Interdisziplinarität als Chance
Während viele der Ergänzungsfächer eine Vertiefungsmöglichkeit in einem Grundlagenfach darstellen, ist dies im Ergänzungsfach PPP nur bedingt der Fall, denn Psychologie und Pädagogik sind keine Grundlagenfächer und Philosophie gibt es nur im letzten Jahr vor der Matura. So vermag es denn auch nicht zu erstaunen, dass auf die Frage Valentina Hipps, die die Präsentation des Ergänzungsfachs durchführte, was denn der Gegenstand der drei Fächer sei, aus den Reihen der Schülerinnen und Schüler nur verhaltene Antworten zu hören waren.
Gemeinsam ist den drei Disziplinen, so erklärte Hipp, der Blick auf den Menschen. Ziel sei es, «das eigene Erleben, Denken und Verhalten sowie die Entwicklung des Menschen besser zu verstehen». Die Psychologie und die Pädagogik verfolgen dabei einen primär empirischen, also durch Studien und Experimente geleiteten Ansatz, um diese Fragen zu beantworten. Philosophische Antworten sind im Gegenzug eher Produkte der vertieften eigenen Reflexion, die im Austausch mit anderen generiert werden. Passen diese Fächer also überhaupt zusammen? Die Antwort auf diese Frage wird im Verlauf der Präsentation ersichtlich. Gerade eben durch die Kombination der verschiedenen Ansätze eröffnet sich das Potential für ein vertieftes Verständnis des Menschen und der Fragen, die ihn beschäftigen.
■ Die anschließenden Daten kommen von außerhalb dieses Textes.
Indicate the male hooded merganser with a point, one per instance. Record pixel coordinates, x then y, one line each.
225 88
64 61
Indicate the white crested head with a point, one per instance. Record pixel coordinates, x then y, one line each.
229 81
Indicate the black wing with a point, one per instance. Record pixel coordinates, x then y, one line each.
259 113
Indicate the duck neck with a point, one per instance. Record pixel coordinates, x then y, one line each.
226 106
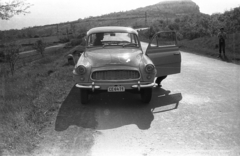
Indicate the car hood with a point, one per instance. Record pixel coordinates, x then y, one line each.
111 57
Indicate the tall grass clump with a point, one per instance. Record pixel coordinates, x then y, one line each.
27 100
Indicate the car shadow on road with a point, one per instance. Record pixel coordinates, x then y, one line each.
113 110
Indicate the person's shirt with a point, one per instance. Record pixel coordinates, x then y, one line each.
222 36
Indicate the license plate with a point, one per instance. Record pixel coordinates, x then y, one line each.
116 89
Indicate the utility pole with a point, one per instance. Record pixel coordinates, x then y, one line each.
57 31
145 18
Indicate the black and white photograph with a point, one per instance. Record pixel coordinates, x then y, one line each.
119 78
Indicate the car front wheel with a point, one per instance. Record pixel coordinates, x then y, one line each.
146 95
84 96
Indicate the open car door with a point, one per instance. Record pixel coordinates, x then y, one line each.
164 53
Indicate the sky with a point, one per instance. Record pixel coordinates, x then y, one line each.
43 12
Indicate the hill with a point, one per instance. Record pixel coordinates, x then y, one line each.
145 16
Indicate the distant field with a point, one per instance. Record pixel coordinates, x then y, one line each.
50 39
209 46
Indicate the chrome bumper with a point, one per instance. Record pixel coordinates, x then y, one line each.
138 86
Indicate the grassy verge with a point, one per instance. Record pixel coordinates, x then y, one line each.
28 99
208 46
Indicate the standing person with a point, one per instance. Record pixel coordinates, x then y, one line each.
221 38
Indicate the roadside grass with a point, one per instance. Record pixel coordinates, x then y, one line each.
29 98
208 46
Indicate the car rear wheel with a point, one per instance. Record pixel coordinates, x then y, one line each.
84 96
146 95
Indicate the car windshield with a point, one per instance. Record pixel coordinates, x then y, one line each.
112 39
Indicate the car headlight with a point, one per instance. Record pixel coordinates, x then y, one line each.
81 70
149 68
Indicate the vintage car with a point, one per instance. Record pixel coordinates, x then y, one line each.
114 61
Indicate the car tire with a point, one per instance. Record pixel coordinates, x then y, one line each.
84 96
146 95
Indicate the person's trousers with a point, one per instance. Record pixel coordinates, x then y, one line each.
222 47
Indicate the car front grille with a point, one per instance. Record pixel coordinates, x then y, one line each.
115 75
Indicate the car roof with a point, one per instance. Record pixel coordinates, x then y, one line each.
115 29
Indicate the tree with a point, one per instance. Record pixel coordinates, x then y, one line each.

Dritte Weiche: Die Maturaarbeit
«Was tun Sie während der nächsten Sommerferien?» Mit dieser Frage startete für die dritten Klassen, die ihre Schwerpunkt- und Ergänzungsfächer bereits belegen, ihr Spezialanlass am vergangenen Freitag. Erst am Samstag zuvor hatten die 25M-Klassen noch die öffentlichen Präsentationen der aktuellen vierten Klassen besucht, nun sind sie selbst gefordert. Für sie erfolgte nämlich der Startschuss zu ihrer eigenen Maturaarbeit.
Kurz fassen braucht Zeit
Wer nun denkt, die Antwort auf Rektor Marcello Indinos Startfrage am Anlass sei, «ich werde die ganze Zeit an meiner Maturaarbeit schreiben», liegt falsch. Denn, so betont er, eine erfolgreiche Maturaarbeit habe sehr viel mehr mit dem Frühling und den Ferientagen zu jener Zeit zu tun als mit geopferten Sommerferien.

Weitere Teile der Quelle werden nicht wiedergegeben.